Dot-coms have their ups and their downs. Some parts of the cycle are more frothy than others. To identify a frothy sector, watch for a lot of uncharacteristic ratcheting. Don't ask me what that means.
This is one scary phrase. It sounds like what Midas got when he rubbed his wife the wrong way. We all know American workers are merely a means to end, but to come right out and say it seems chilling. A military synonym might be "collateral damage."
These are "pools of value" according to the capitalist I asked. When I explained that it is not acceptable to use the same words in the definition, I got a blank stare. For a VC, anything is acceptable.
Before you get into bed with a VC, you want to be sure you both know where the door is. That's all spelled out in the paperwork from the very beginning.
This has nothing to do with how high your voice gets while rising in a skyscraper. It pertains to the 20-60 seconds you will get to pitch your idea to a VC, if you are lucky enough to catch one in an elevator.
The path to profitability, not to be mistaken for B2B (business to business) or B2C (business to consumer). Those lacking the killer instinct should stay at the B&B (bed and breakfast).
Should not be confused with the "punctuation table" which - sorry, I just made that up. Seriously, this is the chart of value that tells the VC how much the company is worth on the road to becoming an IPO or publicly offered stock. That is the finish line of the venture capital cycle.
Lots of money terms are borrowed from the military, or vice versa. Hi-tech people do plenty of "deploying" and "marshaling" and the like. This term refers to the price of getting out of a bad deal where the invested company is not making massive profits. A company that is just paying salaries, growing slowly and keeping customers happy is a loser. Rising value is the only visible indicator of success, whether real or imagined.
Despite what people say, according to the VC, investors want company managers to stay on board for the full money cycle. To that end, they should be offered financial incentives. If that requires turning a noun into an adjective, the VC are up to the task.

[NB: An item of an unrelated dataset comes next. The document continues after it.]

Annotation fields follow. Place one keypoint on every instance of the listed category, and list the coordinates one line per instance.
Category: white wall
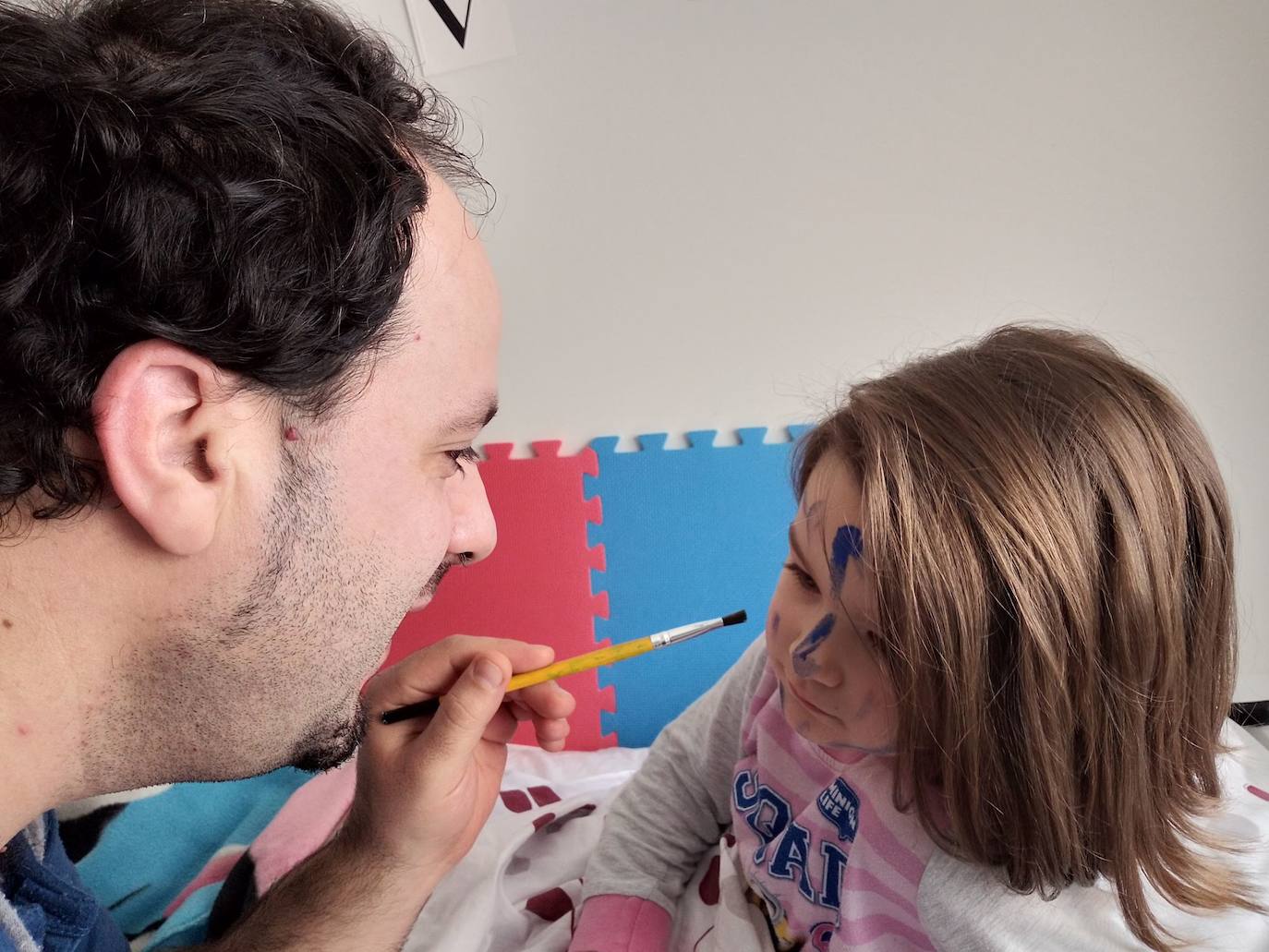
(721, 210)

The people who start the company may not make it through the entire VC money cycle. Founders, entrepreneurs, CEOs and others may suffer "dilution" as more and more investors get a finger in the pie. For the original company owners to hang onto 15-20 percent of a company, we're told, is an accomplishment.
You hear this phrase a lot. To make it perfectly clear, this definition comes directly from a printed VC glossary: "The investigation and evaluation of a management team's characteristics, investment philosophy, and terms and conditions prior to committing capital to the fund." Did you get that?

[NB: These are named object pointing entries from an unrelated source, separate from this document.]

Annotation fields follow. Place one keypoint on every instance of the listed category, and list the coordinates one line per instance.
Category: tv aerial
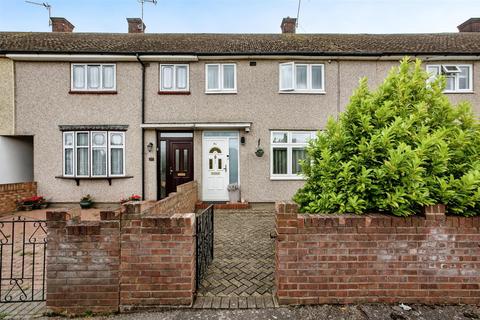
(142, 2)
(46, 6)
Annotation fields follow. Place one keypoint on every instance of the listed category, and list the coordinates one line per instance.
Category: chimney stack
(289, 25)
(471, 25)
(135, 25)
(61, 25)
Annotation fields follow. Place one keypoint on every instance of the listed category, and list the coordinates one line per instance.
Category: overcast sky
(245, 16)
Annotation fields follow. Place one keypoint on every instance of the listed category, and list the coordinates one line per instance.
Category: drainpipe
(143, 121)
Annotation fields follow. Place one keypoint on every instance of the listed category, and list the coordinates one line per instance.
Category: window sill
(93, 92)
(221, 92)
(287, 178)
(302, 92)
(109, 179)
(459, 92)
(180, 93)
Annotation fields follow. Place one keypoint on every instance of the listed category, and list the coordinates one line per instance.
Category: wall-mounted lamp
(150, 147)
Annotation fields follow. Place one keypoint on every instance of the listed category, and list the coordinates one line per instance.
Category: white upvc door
(215, 168)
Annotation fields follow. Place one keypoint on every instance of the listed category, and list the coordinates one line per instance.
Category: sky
(245, 16)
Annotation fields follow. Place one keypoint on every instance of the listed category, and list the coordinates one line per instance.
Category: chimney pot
(135, 25)
(60, 24)
(289, 25)
(471, 25)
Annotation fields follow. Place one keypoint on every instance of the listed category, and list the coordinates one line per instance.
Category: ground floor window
(93, 154)
(287, 151)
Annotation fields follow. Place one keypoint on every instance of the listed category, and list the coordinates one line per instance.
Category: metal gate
(23, 246)
(204, 248)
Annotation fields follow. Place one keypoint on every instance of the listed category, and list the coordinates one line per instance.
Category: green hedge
(395, 150)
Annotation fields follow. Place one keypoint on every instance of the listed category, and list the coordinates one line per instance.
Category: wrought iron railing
(23, 246)
(204, 246)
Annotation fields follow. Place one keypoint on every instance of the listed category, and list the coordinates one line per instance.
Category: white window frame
(109, 155)
(455, 74)
(221, 89)
(90, 153)
(289, 145)
(101, 86)
(174, 78)
(293, 88)
(105, 146)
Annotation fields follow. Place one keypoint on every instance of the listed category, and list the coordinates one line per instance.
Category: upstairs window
(288, 150)
(93, 154)
(458, 77)
(300, 77)
(93, 77)
(174, 77)
(221, 78)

Nothing last long in the pump-it-up-and-sell-it business. Investors expect big profits in cycles of only months or a very few years. A product that is not on its selling cycle and "on plan" quickly becomes a liability. Companies that simply make a small profit are not worth hanging on to.
This is the very short synopsis of key points in a business plan. We were told that, because business plans rarely get read, the whole deal may hinge on getting the Executive Summary read by the VC.
This is what VCs call raising money without a VC. It sounds like a lot of hard creative work. This word I liked.
That's just a sample of the jargon we heard at the meeting that was attended by about 120 men and only half a dozen women. Females, it seems, have a hard time with VC-speak. "Women just don't get it," one lecturer explained bluntly. They tend not to focus on the money above all else. They get distracted by the product or service they are selling. They focus on people or care too much. They don't have the killer instinct. They blink.
"It all comes down to -- Would you rather be rich or would you rather be king?" a VC speaker said, quoting a popular investment maxim. The hard-core capitalist would never trade power for cash.
"I'd rather be neither," a woman beside me mumbled, "if this is what it takes."
I didn't need a dictionary to know I agreed. VC is not for me. Time to get those boots out and strap them on. My killer instinct just doesn't kick in over web sites -- or money.